The survival benefit of DDKT was greater for patients receiving than not receiving dialysis at each year of wait time, regardless of diabetes status, Dr Parker reported. The investigators adjusted the model for transplant center effect, ischemic time, donor Kidney Disease Profile Index (KDPI), recipient age, and history of previous transplant or diabetes.

Dr Parker’s team compared outcomes for 2 similar recipients at the median age of 55 years without diabetes who had a KDPI of 43% and 5 years of accrued wait time. In these recipients, a preemptive kidney transplant would increase survival from 73% to 93%, whereas a kidney transplant after dialysis would improve survival from 31% to 78% — an absolute 5-year survival advantage of 19% vs 47%.

“Transplanting patients on dialysis saves more lives in the short-term than doing preemptive transplants,” Dr Parker said in an interview with Renal & Urology News. He acknowledge that over the long term, patients on dialysis have higher rates of graft failure and lower survival.

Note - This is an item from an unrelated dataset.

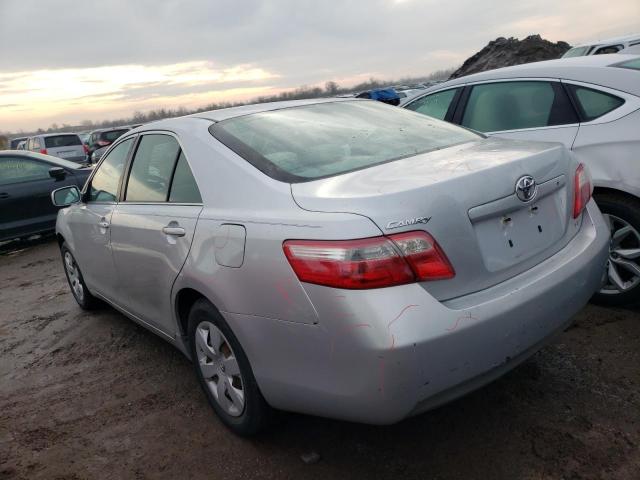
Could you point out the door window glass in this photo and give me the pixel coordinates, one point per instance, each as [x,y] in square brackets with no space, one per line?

The Organ Procurement and Transplantation Network (OPTN) considers all patients able to receive hemodialysis as equivalently urgent, but Dr Parker disagrees. “The current OPTN policy ignores the fact that candidates on dialysis have a much higher risk of death without transplant than candidates not yet on dialysis,” he said.

Dr Parker also noted that large racial and socioeconomic disparities exist in preemptive transplants. “Socially advantaged patients get access to the waiting list earlier and start accumulating waiting time points before the initiation of hemodialysis,” he said. “It’s simply not fair for these patients to be getting preemptive transplants when most recipients have to wait for years on dialysis.”

References

Parker WF, Becker Y, Gibbons R. The association of pre-transplant dialysis time and the survival benefit of deceased donor kidney transplantation [abstract]. Am J Transplant. 2022;22 (suppl 3). Presented at: ATC 2022 meeting; June 4-8; Boston, Massachusetts. Abstract 310.

New report recommends changes to U.S. organ transplant system to improve fairness and equity, reduce nonuse of donated organs, and improve the system’s overall performance [news release]. National Academies of Sciences, Engineering, and Medicine; February 25, 2022.